PARTE II
Organização económica
TÍTULO I
Princípios gerais
Artigo 80.º
Princípios fundamentais
A organização económico-social assenta nos seguintes princípios:
a) Subordinação do poder económico ao poder político democrático; b) Coexistência do sector público, do sector privado e do sector cooperativo e social de propriedade dos meios de produção; c) Liberdade de iniciativa e de organização empresarial no âmbito de uma economia mista; d) Propriedade pública dos recursos naturais e de meios de produção, de acordo com o interesse colectivo; e) Planeamento democrático do desenvolvimento económico e social; f) Protecção do sector cooperativo e social de propriedade dos meios de produção; g) Participação das organizações representativas dos trabalhadores e das organizações representativas das actividades económicas na definição das principais medidas económicas e sociais.
Artigo 81.º
Incumbências prioritárias do Estado
Incumbe prioritariamente ao Estado no âmbito económico e social:
a) Promover o aumento do bem-estar social e económico e da qualidade de vida das pessoas, em especial das mais desfavorecidas, no quadro de uma estratégia de desenvolvimento sustentável; b) Promover a justiça social, assegurar a igualdade de oportunidades e operar as necessárias correcções das desigualdades na distribuição da riqueza e do rendimento, nomeadamente através da política fiscal; c) Assegurar a plena utilização das forças produtivas, designadamente zelando pela eficiência do sector público; d) Promover a coesão económica e social de todo o território nacional, orientando o desenvolvimento no sentido de um crescimento equilibrado de todos os sectores e regiões e eliminando progressivamente as diferenças económicas e sociais entre a cidade e o campo e entre o litoral e o interior; e) Promover a correcção das desigualdades derivadas da insularidade das regiões autónomas e incentivar a sua progressiva integração em espaços económicos mais vastos, no âmbito nacional ou internacional; f) Assegurar o funcionamento eficiente dos mercados, de modo a garantir a equilibrada concorrência entre as empresas, a contrariar as formas de organização monopolistas e a reprimir os abusos de posição dominante e outras práticas lesivas do interesse geral; g) Desenvolver as relações económicas com todos os povos, salvaguardando sempre a independência nacional e os interesses dos portugueses e da economia do país; h) Eliminar os latifúndios e reordenar o minifúndio; i) Garantir a defesa dos interesses e os direitos dos consumidores; j) Criar os instrumentos jurídicos e técnicos necessários ao planeamento democrático do desenvolvimento económico e social; l) Assegurar uma política científica e tecnológica favorável ao desenvolvimento do país; m) Adoptar uma política nacional de energia, com preservação dos recursos naturais e do equilíbrio ecológico, promovendo, neste domínio, a cooperação internacional; n) Adoptar uma política nacional da água, com aproveitamento, planeamento e gestão racional dos recursos hídricos.
Artigo 82.º
Sectores de propriedade dos meios de produção
- É garantida a coexistência de três sectores de propriedade dos meios de produção.

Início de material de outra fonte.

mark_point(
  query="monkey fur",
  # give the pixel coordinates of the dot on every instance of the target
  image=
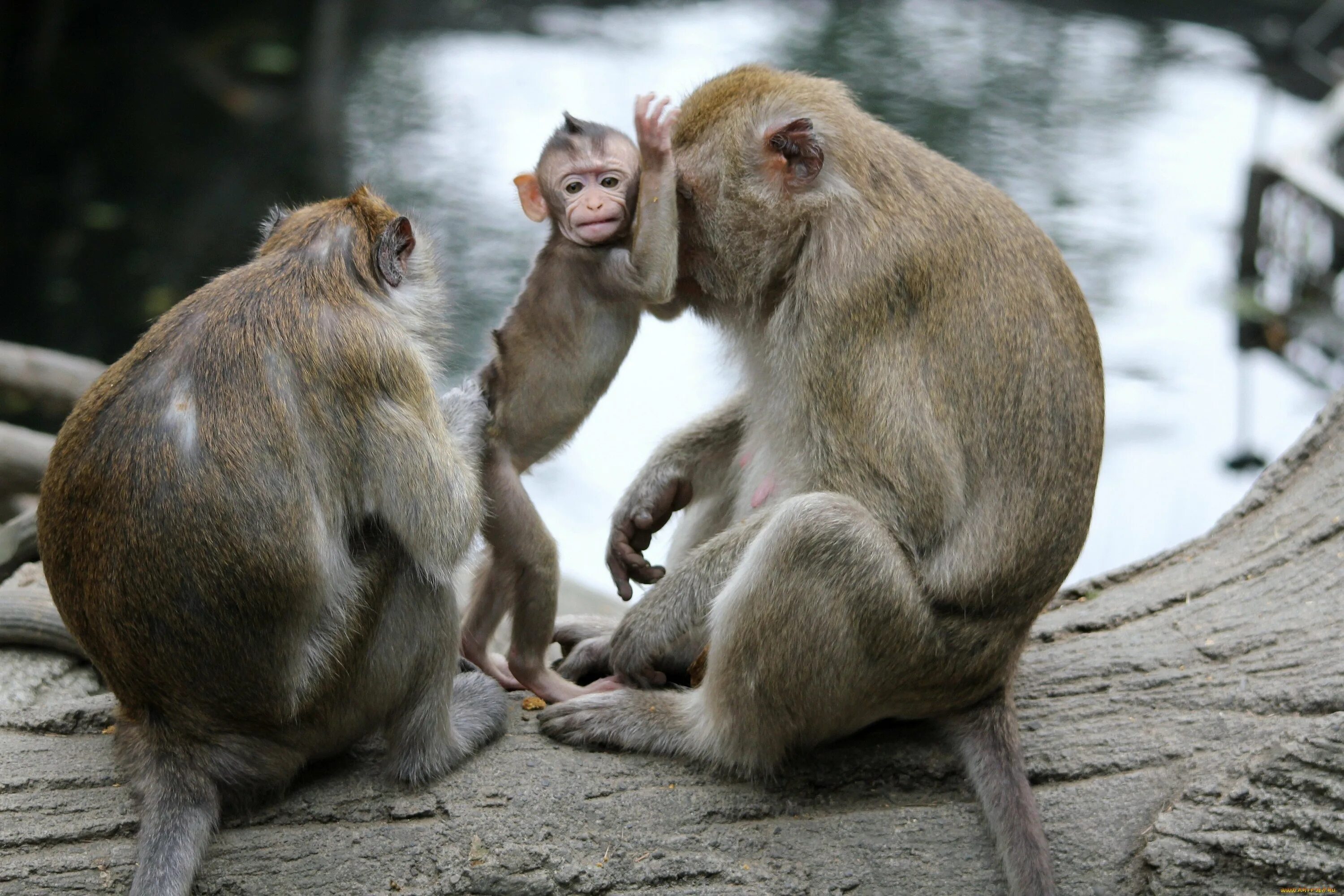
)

- O sector público é constituído pelos meios de produção cujas propriedade e gestão pertencem ao Estado ou a outras entidades públicas.
- O sector privado é constituído pelos meios de produção cuja propriedade ou gestão pertence a pessoas singulares ou colectivas privadas, sem prejuízo do disposto no número seguinte.
- O sector cooperativo e social compreende especificamente:
a) Os meios de produção possuídos e geridos por cooperativas, em obediência aos princípios cooperativos, sem prejuízo das especificidades estabelecidas na lei para as cooperativas com participação pública, justificadas pela sua especial natureza; b) Os meios de produção comunitários, possuídos e geridos por comunidades locais; c) Os meios de produção objecto de exploração colectiva por trabalhadores; d) Os meios de produção possuídos e geridos por pessoas colectivas, sem carácter lucrativo, que tenham como principal objectivo a solidariedade social, designadamente entidades de natureza mutualista.
Artigo 83.º
Requisitos de apropriação pública
A lei determina os meios e as formas de intervenção e de apropriação pública dos meios de produção, bem como os critérios de fixação da correspondente indemnização.
Artigo 84.º
Domínio público
- Pertencem ao domínio público:
a) As águas territoriais com os seus leitos e os fundos marinhos contíguos, bem como os lagos, lagoas e cursos de água navegáveis ou flutuáveis, com os respectivos leitos; b) As camadas aéreas superiores ao território acima do limite reconhecido ao proprietário ou superficiário; c) Os jazigos minerais, as nascentes de águas mineromedicinais, as cavidades naturais subterrâneas existentes no subsolo, com excepção das rochas, terras comuns e outros materiais habitualmente usados na construção; d) As estradas; e) As linhas férreas nacionais; f) Outros bens como tal classificados por lei.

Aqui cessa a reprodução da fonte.